Analysis: Oklahoma Education Association inadvertently reveals lower membership total than leaders assert
If the Oklahoma Education Association has 34,886 members as its top executive said last June, why does it state in its annual circulation statement that it only prints about 22,400 copies of its all-member newspaper, the “Education Focus”?
Many indicators, including a credible national analysis, support the notion that the state’s largest teachers’ association has been exaggerating membership numbers.
The OEA newspaper isn’t distributed either to college chapter students or to retirees. Apparently, the newspaper is mailed gratis to members because the union asks members to let it know if they want to “opt out” of receiving it.
Beyond the some 22,400 active members receiving the Education Focus, the question is: who are the other 12,500 members executive director Lela Odom claimed last June that the OEA has?
The breakdown of the OEA’s membership by category has long been a closely-guarded secret. In the past, OEA explained member tallies by saying that it includes college student chapter members and retirees.
But a few months ago, the president of the Oklahoma Retired Educators Association disavowed the retiree notion. He spoke in some detail to a family member of a retiree who was considering joining the OREA.
That conversation was shared with CapitolBeatOK in great detail, on the condition of anonymity. The conversation lends credibility to the national analysis on OEA membership numbers (see below) as much lower than the claimed figure.
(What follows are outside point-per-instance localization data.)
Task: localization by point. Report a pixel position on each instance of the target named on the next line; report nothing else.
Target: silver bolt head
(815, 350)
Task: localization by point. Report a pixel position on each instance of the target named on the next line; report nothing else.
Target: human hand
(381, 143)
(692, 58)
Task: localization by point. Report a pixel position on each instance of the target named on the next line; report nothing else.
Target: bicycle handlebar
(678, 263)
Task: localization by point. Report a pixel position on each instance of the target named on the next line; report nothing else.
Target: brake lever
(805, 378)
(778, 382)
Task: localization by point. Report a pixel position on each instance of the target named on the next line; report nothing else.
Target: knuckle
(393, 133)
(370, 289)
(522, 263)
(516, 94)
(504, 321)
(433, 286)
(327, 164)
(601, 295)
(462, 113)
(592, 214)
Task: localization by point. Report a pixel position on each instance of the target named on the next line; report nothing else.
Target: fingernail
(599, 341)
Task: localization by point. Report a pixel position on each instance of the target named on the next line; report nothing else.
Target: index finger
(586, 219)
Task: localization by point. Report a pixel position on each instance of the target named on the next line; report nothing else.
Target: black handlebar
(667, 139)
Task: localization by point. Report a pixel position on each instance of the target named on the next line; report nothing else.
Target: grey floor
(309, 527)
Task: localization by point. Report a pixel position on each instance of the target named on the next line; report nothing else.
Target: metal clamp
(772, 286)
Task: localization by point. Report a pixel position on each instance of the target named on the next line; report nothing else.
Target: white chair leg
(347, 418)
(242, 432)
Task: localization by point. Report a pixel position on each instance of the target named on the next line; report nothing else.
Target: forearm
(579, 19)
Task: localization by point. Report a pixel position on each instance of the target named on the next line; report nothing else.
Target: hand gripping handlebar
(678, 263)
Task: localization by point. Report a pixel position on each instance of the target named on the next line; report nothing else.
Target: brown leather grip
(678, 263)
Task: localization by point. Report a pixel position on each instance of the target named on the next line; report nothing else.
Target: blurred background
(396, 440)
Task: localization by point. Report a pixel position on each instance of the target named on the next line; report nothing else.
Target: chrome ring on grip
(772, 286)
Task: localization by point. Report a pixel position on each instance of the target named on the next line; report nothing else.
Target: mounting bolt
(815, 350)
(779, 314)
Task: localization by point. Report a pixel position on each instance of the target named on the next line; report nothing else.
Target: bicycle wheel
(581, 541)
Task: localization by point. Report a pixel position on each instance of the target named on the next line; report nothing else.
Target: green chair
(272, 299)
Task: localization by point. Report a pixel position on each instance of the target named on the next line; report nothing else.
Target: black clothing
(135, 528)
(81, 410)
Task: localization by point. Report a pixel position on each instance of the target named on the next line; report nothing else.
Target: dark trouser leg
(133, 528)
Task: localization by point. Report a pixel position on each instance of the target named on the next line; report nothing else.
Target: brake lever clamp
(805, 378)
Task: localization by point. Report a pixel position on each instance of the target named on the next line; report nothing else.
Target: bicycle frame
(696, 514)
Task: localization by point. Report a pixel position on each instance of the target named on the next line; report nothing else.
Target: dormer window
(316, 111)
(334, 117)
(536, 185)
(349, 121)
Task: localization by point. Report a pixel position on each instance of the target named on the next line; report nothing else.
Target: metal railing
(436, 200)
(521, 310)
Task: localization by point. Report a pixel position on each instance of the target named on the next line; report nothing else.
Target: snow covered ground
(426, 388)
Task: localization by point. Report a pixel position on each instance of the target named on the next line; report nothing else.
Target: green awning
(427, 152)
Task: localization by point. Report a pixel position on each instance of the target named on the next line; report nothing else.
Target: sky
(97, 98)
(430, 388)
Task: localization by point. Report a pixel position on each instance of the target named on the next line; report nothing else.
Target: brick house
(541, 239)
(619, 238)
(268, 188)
OREA collects dues from, lobbies for, and prints its own publication for the roughly 15,000 retired members of the union, the source said president Weldon Davis asserted. (Davis is also a past president of the OEA.) A negligible number of OREA members retain OEA membership, but informed sources have put the emphasis on “negligible.”
“OEA only represents active members,” the source said Davis stated flatly.
Additionally, the roughly 22,400 number also falls in line with the Oklahoma active member totals union investigative reporter Mike Antonucci has been reporting from the NEA’s annual Delegate Assembly.
Antonucci is a perennial pain in the neck to the National Education Association because he has numerous sources, including inside the NEA. He is recognized by many in the mainstream media as an expert on union reporting.
CapitolBeatOK did not unearth corroboration of Antonucci’s reporting until publication of the December/January “Education Focus.” The annual Statement of Ownership, Management, and Circulation is legally required of all paid circulation publications and it must be accurate.
OEA officials have refused to comment on any CapitolBeatOK stories since June, despite repeated requests.